The terminal inflorescence is a raceme up to 8 in long containing numerous whitish or pale lilac lipped flowers with large shelf-like lower lips. The plant is in bloom from about mid-June for about a month, blooming from the bottom of the raceme upward. The flowers have no scent. The fruits contain four roundish yellowish brown seeds.

==Distribution and habitat==
The species is native to North America. Its range extends throughout the 48 contiguous states of the United States, and it is also present in much of Canada. It is a common plant, growing in moist grassland, at the edges of forests, in thickets, on river verges and at the edges of marshes. It also grows on wasteland, in poorly-drained areas and beside roadside ditches, and can be somewhat aggressive.

==Ecology==
The flowers of American germander are adapted for pollination by insects with long tongues, the lower lip providing a platform on which the insects can land. Pollinators include bumblebees, honey bees, digger bees, cuckoo bees and megachilid bees, and the flowers are also visited by flies and butterflies and occasionally by hummingbird moths and hummingbirds. The foliage is unappealing to grazing animals because of its bitter taste.

==Uses==
American germander contains a number of chemicals with pharmacological properties, such as flavinoids, diterpenoids, tannins, bitter aromatics, volatile oils and glycosides, including saponins.
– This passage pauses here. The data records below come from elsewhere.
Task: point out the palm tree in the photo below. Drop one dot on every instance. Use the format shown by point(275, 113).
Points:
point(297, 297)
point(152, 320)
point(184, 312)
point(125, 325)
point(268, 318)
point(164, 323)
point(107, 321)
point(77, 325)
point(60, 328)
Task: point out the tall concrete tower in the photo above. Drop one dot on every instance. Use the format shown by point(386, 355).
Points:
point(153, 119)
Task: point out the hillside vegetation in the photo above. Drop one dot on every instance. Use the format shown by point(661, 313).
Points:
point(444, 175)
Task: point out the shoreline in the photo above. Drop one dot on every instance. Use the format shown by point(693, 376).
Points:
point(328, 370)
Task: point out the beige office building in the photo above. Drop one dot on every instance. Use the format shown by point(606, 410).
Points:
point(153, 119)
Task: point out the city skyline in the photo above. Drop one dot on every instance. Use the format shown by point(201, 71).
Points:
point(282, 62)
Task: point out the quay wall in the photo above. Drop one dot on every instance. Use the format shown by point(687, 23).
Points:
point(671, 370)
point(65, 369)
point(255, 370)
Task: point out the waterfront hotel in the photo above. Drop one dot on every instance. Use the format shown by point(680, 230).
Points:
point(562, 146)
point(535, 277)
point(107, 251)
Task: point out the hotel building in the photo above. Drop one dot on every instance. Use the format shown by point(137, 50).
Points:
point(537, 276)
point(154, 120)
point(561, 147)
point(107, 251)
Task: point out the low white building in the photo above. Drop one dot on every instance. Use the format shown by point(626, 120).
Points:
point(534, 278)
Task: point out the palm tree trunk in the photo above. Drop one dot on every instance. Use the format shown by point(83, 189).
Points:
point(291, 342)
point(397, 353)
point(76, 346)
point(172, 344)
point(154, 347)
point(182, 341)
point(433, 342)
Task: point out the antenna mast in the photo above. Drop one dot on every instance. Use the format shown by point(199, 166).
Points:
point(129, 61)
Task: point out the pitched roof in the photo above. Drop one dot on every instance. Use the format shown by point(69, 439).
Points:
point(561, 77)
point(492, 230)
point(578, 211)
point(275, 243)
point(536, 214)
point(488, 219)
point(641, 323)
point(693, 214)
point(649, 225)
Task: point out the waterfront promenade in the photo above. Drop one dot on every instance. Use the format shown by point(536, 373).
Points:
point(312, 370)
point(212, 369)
The earliest known use of the plant was by Native Americans who ground the leaves to prepare a herbal tea for use as a diuretic and to promote sweating. The green parts of the plant are also used as an antiseptic wound dressing and made into a tincture for gargling.

==Etymology==
The genus Teucrium honors King Teucer, king of Troy, who was first to use one of the species of plants to relieve stomach pain and gout. The specific epithet canadense refers to the plant being native (in part) to Canada.